Hoping to avoid creating the next "too-big-to-fail" institution, the Fed directed McLean, Va.-based Capital One to take specific steps to ensure that its risk-management functions, including compliance, are commensurate with its new size and complexity.
"We are very pleased that the Federal Reserve has approved our acquisition,” Capital One said in a statement. It said it hopes to close the deal in the next few days. It will have 90 days to outline its plan to strengthen its compliance and other risk-management controls.
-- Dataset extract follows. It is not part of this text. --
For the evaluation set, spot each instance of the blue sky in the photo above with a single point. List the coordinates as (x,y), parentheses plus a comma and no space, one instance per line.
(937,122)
Capital One for years was a "credit card bank," meaning it did nothing but issue credit cards. But in 2006, it acquired New York's North Fork Bancorporation in a stock and cash transaction valued at approximately $14.6 billion, making it one of the 10 largest banks in the United States, based on deposits and managed loans, and the third-largest retail bank in the New York region, the nation's largest deposit market.
In 2008, it bought Chevy Chase Bank for $520 million, gaining the No. 1 position in the Washington, D.C., market and — not coincidentally — giving it control of Chevy Chase's $11 billion in deposits. Capital One said at the time that Chevy Chase's cash cache would help it ride out the deepening recession, along with $3.6 billion in TARP funds. CitiGroup had also been bidding on Chevy Chase.
ING is a global financial institution of Dutch origin offering banking, insurance and asset management to over 85 million private, corporate and institutional clients in more than 50 countries. The Capital One deal affects only U.S. banking operations.